Mini telescope implant may improve vision

Posted October 22, 2015
Updated October 30, 2015

Age-related macular degeneration is a leading cause of blindness in the U.S., affecting more than 15 million Americans, and that number is expected to double by the year 2050.

However, a new implantable miniature telescope may improve vision.

Due to age-related macular degeneration, 77-year-old Carol Tickle slowly lost her central vision. Even her peripheral vision was blurry.

“I couldn't see to cook or anything like that. I could see to get around,” she said.

Tickle also had cataracts, which helped her qualify for a new FDA-approved Implantable Miniature Telescope by CentraSight.

In an outpatient procedure at Rex Hospital, ophthalmologist Dr. Isaac Porter removed her cataract and replaced it with the implant. The telescope itself is smaller than a pea and redirects the image to a part of the retina unaffected by the disease.

“With the telescope, it magnifies the images three times,” Porter said. “It effectively minimizes the blind spot to make it smaller and then enlarges the images they're trying to see.”

The implant comes with a whole-team approach to care involving the cornea surgeon, a retina specialist, optometrist and a low-vision occupational therapist.

Ailse O'Neill with Therapeutic Solutions works with Tickle in her Hillsborough home.

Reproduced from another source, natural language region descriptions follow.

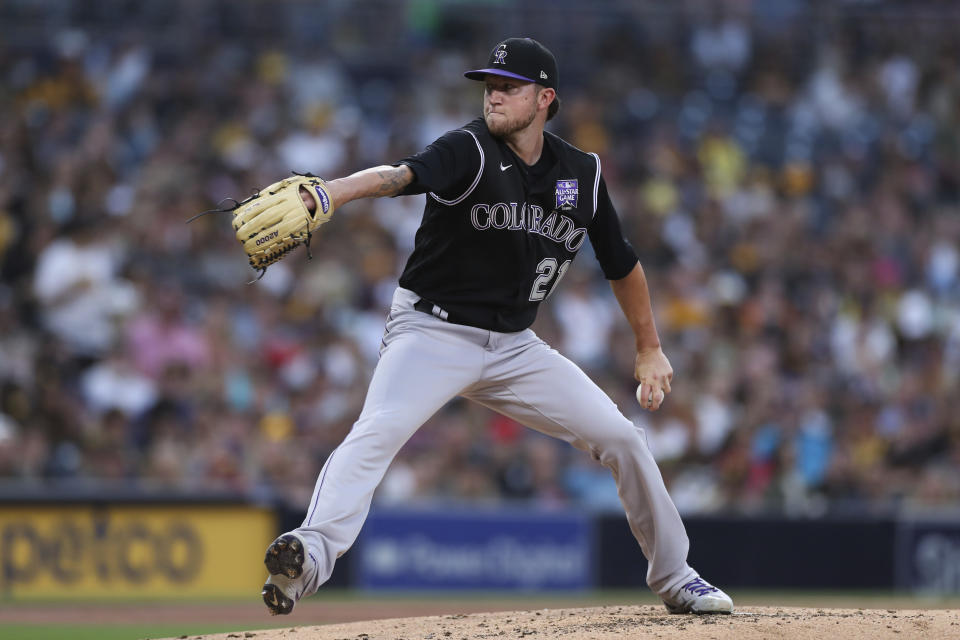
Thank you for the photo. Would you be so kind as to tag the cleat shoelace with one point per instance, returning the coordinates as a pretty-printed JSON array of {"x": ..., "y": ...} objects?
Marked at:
[{"x": 699, "y": 587}]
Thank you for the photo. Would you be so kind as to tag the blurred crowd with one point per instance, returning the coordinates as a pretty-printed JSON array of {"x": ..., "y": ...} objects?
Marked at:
[{"x": 788, "y": 173}]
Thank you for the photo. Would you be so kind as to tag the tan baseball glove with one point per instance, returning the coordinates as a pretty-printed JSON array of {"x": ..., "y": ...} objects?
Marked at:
[{"x": 275, "y": 220}]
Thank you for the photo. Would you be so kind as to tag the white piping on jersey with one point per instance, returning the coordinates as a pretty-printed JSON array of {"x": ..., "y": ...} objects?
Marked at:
[
  {"x": 596, "y": 186},
  {"x": 475, "y": 180}
]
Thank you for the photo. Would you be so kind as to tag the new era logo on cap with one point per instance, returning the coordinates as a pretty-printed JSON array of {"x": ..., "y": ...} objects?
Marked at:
[{"x": 521, "y": 58}]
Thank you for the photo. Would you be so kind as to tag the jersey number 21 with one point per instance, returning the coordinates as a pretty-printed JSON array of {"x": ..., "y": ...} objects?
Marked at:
[{"x": 545, "y": 282}]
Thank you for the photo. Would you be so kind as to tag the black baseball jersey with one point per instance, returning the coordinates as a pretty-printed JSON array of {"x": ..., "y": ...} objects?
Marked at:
[{"x": 497, "y": 234}]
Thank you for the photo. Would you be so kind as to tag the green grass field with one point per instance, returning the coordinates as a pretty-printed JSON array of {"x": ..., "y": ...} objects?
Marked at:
[{"x": 327, "y": 606}]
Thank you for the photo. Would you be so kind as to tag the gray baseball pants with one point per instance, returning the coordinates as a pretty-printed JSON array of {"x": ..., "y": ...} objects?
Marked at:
[{"x": 424, "y": 362}]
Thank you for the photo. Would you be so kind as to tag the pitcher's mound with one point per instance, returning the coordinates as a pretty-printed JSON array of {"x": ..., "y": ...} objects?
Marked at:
[{"x": 621, "y": 622}]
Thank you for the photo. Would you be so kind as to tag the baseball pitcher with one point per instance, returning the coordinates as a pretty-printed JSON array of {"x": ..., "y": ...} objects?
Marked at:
[{"x": 508, "y": 207}]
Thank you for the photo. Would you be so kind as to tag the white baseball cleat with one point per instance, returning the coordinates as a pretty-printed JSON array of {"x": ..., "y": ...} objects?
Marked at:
[
  {"x": 289, "y": 564},
  {"x": 698, "y": 596}
]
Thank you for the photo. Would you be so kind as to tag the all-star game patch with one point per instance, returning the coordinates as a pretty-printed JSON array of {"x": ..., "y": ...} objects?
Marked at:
[{"x": 567, "y": 193}]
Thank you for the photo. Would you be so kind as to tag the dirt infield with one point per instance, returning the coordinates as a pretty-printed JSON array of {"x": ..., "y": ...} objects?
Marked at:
[{"x": 619, "y": 622}]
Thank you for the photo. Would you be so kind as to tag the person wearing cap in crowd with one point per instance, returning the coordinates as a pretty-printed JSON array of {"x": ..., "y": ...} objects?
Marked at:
[{"x": 508, "y": 207}]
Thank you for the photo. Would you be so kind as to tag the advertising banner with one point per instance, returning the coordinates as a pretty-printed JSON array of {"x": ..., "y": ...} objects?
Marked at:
[
  {"x": 132, "y": 551},
  {"x": 481, "y": 549},
  {"x": 928, "y": 556}
]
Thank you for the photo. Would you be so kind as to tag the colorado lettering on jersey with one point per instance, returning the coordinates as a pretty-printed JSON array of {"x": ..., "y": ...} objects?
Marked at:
[{"x": 556, "y": 226}]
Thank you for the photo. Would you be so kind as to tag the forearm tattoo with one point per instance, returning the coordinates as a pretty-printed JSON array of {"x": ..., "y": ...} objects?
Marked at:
[{"x": 392, "y": 181}]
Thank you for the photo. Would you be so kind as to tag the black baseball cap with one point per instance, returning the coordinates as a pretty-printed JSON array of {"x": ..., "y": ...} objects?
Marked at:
[{"x": 521, "y": 58}]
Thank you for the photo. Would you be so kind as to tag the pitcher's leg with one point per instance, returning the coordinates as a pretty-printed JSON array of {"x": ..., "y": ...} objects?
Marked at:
[
  {"x": 418, "y": 372},
  {"x": 543, "y": 390}
]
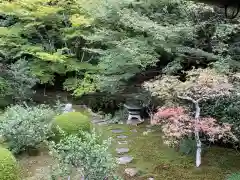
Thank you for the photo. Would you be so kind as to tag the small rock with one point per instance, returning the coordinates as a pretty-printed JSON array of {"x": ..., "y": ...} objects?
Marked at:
[
  {"x": 148, "y": 126},
  {"x": 117, "y": 130},
  {"x": 102, "y": 123},
  {"x": 121, "y": 137},
  {"x": 122, "y": 150},
  {"x": 134, "y": 122},
  {"x": 97, "y": 121},
  {"x": 122, "y": 142},
  {"x": 125, "y": 159},
  {"x": 133, "y": 130},
  {"x": 131, "y": 172}
]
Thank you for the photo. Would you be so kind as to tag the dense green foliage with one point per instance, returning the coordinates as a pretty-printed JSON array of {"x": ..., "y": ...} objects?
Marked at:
[
  {"x": 89, "y": 155},
  {"x": 26, "y": 127},
  {"x": 101, "y": 45},
  {"x": 9, "y": 169},
  {"x": 234, "y": 176},
  {"x": 71, "y": 123}
]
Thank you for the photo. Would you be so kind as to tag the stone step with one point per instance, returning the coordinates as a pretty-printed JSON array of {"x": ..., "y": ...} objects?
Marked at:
[
  {"x": 124, "y": 159},
  {"x": 121, "y": 137},
  {"x": 122, "y": 150},
  {"x": 117, "y": 130},
  {"x": 122, "y": 142}
]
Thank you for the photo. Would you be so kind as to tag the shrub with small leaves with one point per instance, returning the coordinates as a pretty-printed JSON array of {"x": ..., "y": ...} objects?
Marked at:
[
  {"x": 9, "y": 169},
  {"x": 26, "y": 127},
  {"x": 85, "y": 153},
  {"x": 71, "y": 123},
  {"x": 234, "y": 176}
]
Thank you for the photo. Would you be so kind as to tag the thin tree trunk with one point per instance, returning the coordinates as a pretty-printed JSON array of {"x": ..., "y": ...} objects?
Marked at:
[
  {"x": 198, "y": 141},
  {"x": 196, "y": 130}
]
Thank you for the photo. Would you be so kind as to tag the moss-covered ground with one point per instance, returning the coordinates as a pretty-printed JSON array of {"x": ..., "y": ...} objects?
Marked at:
[{"x": 154, "y": 159}]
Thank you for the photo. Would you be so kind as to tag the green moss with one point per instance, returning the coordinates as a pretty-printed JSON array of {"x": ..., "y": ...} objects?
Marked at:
[
  {"x": 154, "y": 159},
  {"x": 71, "y": 123},
  {"x": 234, "y": 176},
  {"x": 9, "y": 169}
]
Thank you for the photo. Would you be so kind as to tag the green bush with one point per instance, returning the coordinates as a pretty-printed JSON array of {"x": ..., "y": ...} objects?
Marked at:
[
  {"x": 225, "y": 110},
  {"x": 87, "y": 154},
  {"x": 26, "y": 127},
  {"x": 234, "y": 176},
  {"x": 71, "y": 123},
  {"x": 9, "y": 169}
]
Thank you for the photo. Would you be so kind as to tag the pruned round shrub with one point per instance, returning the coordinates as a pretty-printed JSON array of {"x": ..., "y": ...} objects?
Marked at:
[
  {"x": 70, "y": 123},
  {"x": 9, "y": 169}
]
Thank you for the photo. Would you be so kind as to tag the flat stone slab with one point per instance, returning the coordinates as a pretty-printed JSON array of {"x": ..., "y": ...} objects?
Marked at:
[
  {"x": 131, "y": 172},
  {"x": 134, "y": 122},
  {"x": 125, "y": 159},
  {"x": 149, "y": 126},
  {"x": 102, "y": 123},
  {"x": 133, "y": 130},
  {"x": 122, "y": 142},
  {"x": 122, "y": 150},
  {"x": 96, "y": 121},
  {"x": 121, "y": 137},
  {"x": 117, "y": 130}
]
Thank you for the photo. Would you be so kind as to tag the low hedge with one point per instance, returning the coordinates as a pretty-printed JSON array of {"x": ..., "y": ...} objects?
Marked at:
[
  {"x": 71, "y": 123},
  {"x": 9, "y": 169}
]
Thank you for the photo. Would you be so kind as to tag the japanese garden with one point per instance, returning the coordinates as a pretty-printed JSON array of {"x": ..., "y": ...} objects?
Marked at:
[{"x": 119, "y": 90}]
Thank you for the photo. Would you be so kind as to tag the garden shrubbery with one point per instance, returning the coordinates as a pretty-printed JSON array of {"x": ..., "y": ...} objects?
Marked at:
[
  {"x": 26, "y": 127},
  {"x": 71, "y": 123},
  {"x": 225, "y": 110},
  {"x": 9, "y": 169},
  {"x": 86, "y": 154}
]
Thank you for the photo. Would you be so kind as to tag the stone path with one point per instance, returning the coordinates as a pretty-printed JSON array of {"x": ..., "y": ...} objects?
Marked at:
[{"x": 122, "y": 140}]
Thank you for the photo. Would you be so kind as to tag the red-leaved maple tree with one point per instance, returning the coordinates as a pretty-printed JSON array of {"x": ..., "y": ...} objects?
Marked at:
[{"x": 200, "y": 85}]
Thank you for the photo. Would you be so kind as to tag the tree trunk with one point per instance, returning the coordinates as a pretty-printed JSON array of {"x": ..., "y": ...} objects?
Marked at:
[{"x": 198, "y": 141}]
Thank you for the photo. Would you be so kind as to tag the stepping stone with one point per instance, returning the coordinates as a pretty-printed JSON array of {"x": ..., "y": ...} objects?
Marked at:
[
  {"x": 133, "y": 130},
  {"x": 125, "y": 159},
  {"x": 148, "y": 126},
  {"x": 117, "y": 130},
  {"x": 135, "y": 122},
  {"x": 121, "y": 137},
  {"x": 131, "y": 172},
  {"x": 122, "y": 150},
  {"x": 122, "y": 142}
]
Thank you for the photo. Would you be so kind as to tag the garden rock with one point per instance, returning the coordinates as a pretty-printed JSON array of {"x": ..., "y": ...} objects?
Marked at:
[
  {"x": 121, "y": 137},
  {"x": 122, "y": 142},
  {"x": 117, "y": 130},
  {"x": 131, "y": 172},
  {"x": 133, "y": 130},
  {"x": 125, "y": 159},
  {"x": 122, "y": 150}
]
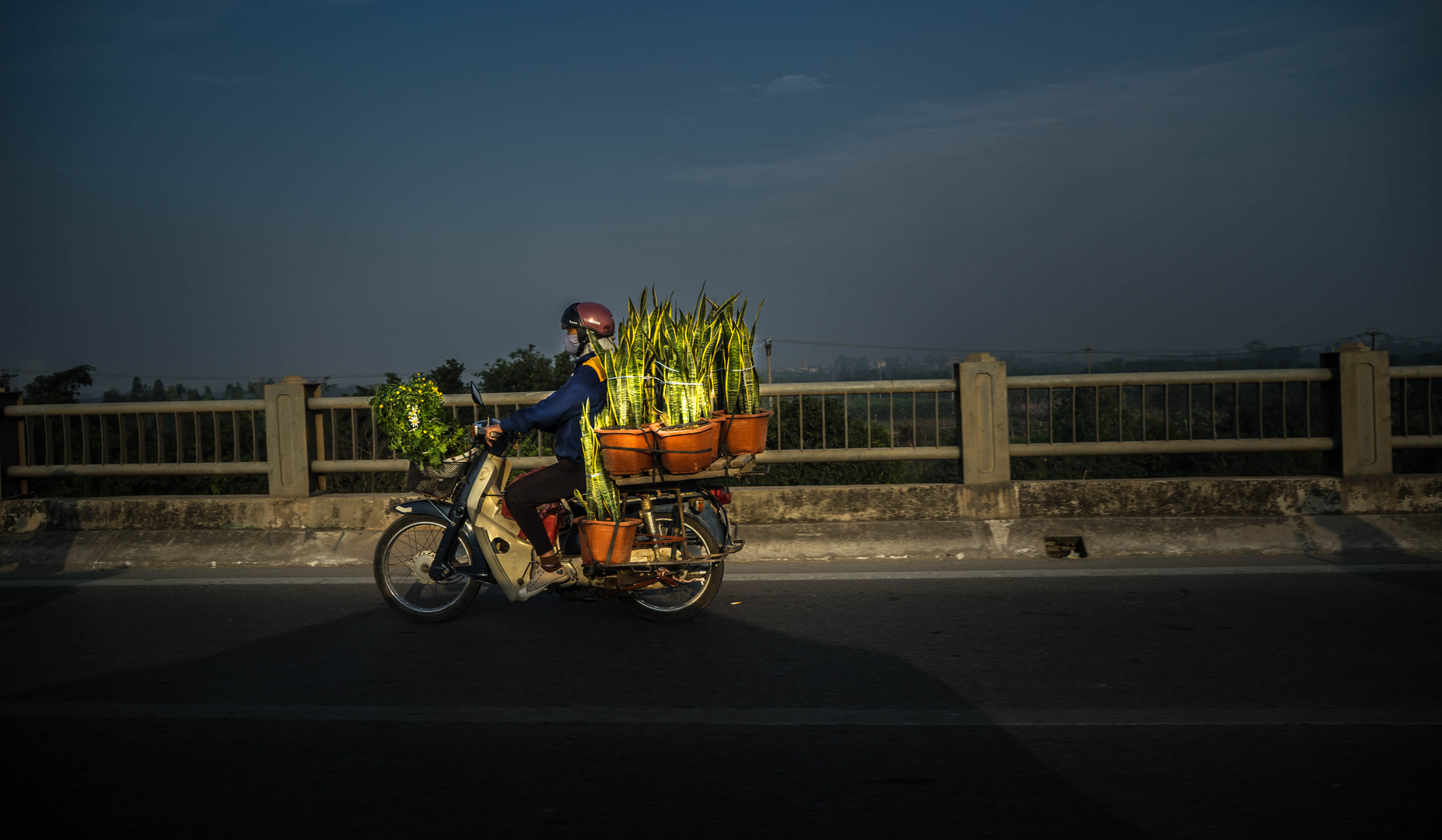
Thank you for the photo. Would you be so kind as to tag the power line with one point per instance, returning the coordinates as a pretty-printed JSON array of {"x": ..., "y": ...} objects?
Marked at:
[{"x": 1069, "y": 352}]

She's learning how to coordinate peripheral vision in her left eye with the magnified vision in her right eye.

Dark glasses help minimize glare from lights. There are things Tickle never thought she would ever do again.

“I want to get back to cooking, you know, I'm a southern girl, and I'm really waiting to be able to go back to bowling,” she said.

Those goals are now within sight. Tickle is the first patient in the Raleigh area to receive the implantable miniature telescope for age-related macular degeneration.